Step 4. Explore the times when posts were created for the most shared entries

In [None]:
df.sort_values(by='shares_count', ascending=False).head(20)['created_time']

Step 5. Identify the top-20 posts that received the most shares

In [None]:
# Top-shared entries: combined text
text_shared = ' '.join(df.sort_values(by='shares_count', ascending=False)['message_clean'].head(20))

# Proceed generating a word cloud
wc = WordCloud(width=1200, height=800, max_font_size=110, collocations=False).generate(text_shared)
plt.axis("off")
plt.imshow(wc, interpolation="bilinear")
plt.show()

In [None]:
# Store the words used to create WordCloud as kwords1
kwords1 = WordCloud().process_text(text_shared)
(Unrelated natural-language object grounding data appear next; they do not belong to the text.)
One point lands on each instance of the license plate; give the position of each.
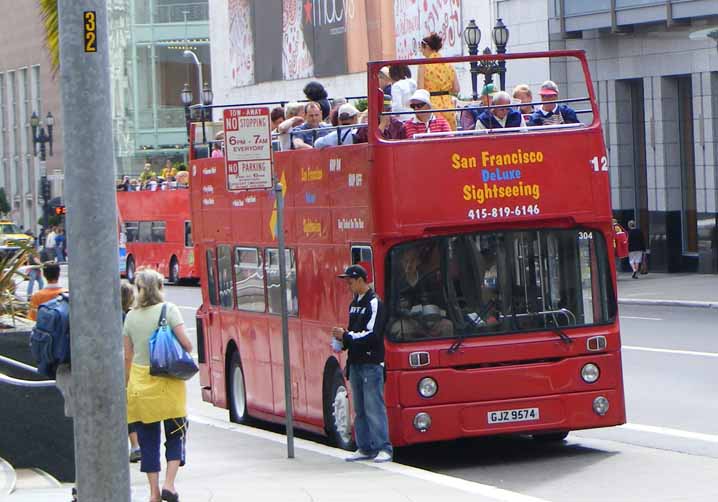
(518, 415)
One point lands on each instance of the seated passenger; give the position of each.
(424, 120)
(294, 114)
(347, 115)
(522, 93)
(313, 120)
(498, 118)
(470, 116)
(550, 113)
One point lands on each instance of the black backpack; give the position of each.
(50, 338)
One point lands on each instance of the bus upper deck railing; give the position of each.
(18, 382)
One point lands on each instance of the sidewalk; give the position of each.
(671, 290)
(228, 462)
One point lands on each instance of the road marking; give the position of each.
(404, 470)
(672, 351)
(667, 431)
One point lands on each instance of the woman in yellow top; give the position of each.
(439, 79)
(153, 400)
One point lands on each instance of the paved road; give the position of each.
(667, 452)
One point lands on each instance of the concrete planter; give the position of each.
(35, 430)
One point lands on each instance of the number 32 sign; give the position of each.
(90, 18)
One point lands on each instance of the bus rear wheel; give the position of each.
(237, 392)
(551, 437)
(174, 271)
(337, 413)
(130, 269)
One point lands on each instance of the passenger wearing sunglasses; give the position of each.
(424, 119)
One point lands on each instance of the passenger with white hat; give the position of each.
(424, 120)
(348, 116)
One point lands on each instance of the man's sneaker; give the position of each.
(359, 455)
(382, 456)
(135, 456)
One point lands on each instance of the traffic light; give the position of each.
(45, 189)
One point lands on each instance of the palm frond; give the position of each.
(49, 14)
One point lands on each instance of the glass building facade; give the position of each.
(149, 73)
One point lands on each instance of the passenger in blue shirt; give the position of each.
(312, 120)
(550, 113)
(348, 116)
(499, 118)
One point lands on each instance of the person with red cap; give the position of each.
(364, 339)
(551, 113)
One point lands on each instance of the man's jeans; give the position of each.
(370, 424)
(34, 275)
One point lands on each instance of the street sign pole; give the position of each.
(96, 380)
(285, 320)
(248, 166)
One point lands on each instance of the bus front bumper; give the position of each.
(562, 412)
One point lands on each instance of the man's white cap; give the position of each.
(347, 110)
(421, 95)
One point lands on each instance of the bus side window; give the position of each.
(249, 279)
(132, 231)
(271, 264)
(188, 234)
(158, 231)
(145, 234)
(211, 278)
(362, 255)
(224, 269)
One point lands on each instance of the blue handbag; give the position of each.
(167, 357)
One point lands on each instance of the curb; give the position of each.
(667, 303)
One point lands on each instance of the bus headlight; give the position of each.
(422, 421)
(590, 373)
(600, 405)
(427, 387)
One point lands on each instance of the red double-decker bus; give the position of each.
(158, 233)
(491, 250)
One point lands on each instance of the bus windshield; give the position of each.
(486, 283)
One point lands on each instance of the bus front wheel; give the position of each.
(237, 392)
(338, 415)
(130, 269)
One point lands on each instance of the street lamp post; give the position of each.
(472, 37)
(500, 34)
(186, 97)
(501, 38)
(207, 98)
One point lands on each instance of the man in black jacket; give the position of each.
(364, 338)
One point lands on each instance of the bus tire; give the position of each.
(237, 391)
(173, 276)
(551, 437)
(130, 269)
(337, 412)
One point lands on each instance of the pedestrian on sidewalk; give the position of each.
(364, 339)
(127, 296)
(35, 273)
(636, 247)
(51, 271)
(154, 402)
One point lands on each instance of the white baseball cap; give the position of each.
(421, 95)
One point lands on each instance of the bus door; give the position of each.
(212, 329)
(296, 351)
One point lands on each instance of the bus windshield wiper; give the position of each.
(564, 337)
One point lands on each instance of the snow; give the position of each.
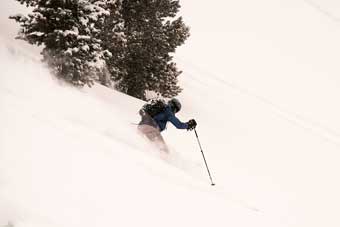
(72, 157)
# Transform that dictionary into a pandas DataFrame
df_kwords1 = pd.DataFrame(list(kwords1.items()), columns=['keyword', 'count']).set_index('keyword')
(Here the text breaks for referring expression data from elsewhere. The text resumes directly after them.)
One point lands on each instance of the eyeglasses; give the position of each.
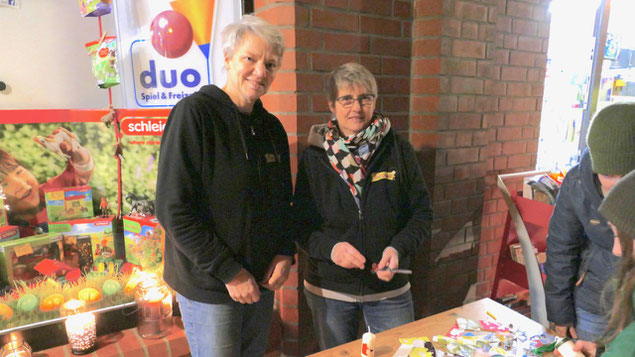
(347, 100)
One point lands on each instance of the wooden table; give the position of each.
(387, 342)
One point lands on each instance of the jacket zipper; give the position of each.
(258, 154)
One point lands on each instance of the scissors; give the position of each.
(395, 271)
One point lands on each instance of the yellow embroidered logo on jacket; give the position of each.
(384, 175)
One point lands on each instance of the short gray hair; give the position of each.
(349, 74)
(232, 35)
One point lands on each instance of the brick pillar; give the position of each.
(478, 74)
(513, 130)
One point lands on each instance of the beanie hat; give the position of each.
(611, 139)
(618, 208)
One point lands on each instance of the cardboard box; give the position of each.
(8, 233)
(78, 233)
(143, 241)
(32, 258)
(69, 203)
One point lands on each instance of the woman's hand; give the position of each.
(346, 256)
(243, 288)
(390, 260)
(277, 273)
(566, 331)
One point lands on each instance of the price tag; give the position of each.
(24, 249)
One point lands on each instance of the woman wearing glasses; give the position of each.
(363, 209)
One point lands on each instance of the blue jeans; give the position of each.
(589, 326)
(227, 330)
(336, 322)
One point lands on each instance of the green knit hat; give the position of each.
(611, 139)
(618, 208)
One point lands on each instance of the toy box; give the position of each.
(88, 243)
(8, 233)
(143, 241)
(69, 203)
(32, 258)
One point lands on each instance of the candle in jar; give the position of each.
(81, 331)
(16, 348)
(368, 344)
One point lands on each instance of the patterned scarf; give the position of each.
(349, 156)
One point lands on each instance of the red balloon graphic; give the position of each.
(171, 34)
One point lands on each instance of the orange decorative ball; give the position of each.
(5, 312)
(89, 295)
(52, 302)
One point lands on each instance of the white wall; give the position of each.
(42, 57)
# Plot a bar chart with the top keywords
%matplotlib inline
df_kwords1.sort_values(by='count', ascending=False).head(20).plot.bar()

Additional Step. Analyze the relationship between each count

In [None]:
# Convert correlation matrix into a DataFrame
df_corr = df.corr(method = 'pearson').round(decimals = 2)

# specifying plot size (making it bigger)
fig, ax = plt.subplots(figsize=(12,12))


# developing a spicy heatmap
sns.heatmap(data       = df_corr, # the correlation matrix
            cmap       = 'inferno',      # changing to SPICY colors
            square     = True,          # tightening the layout
            annot      = True,          # should there be numbers in the heatmap
            linecolor  = 'black',       # lines between boxes
            linewidths = 0.5)           # how thick should the lines be?


# title and displaying the plot
plt.title("""
Linear Correlation Heatmap for each count
""")

plt.show()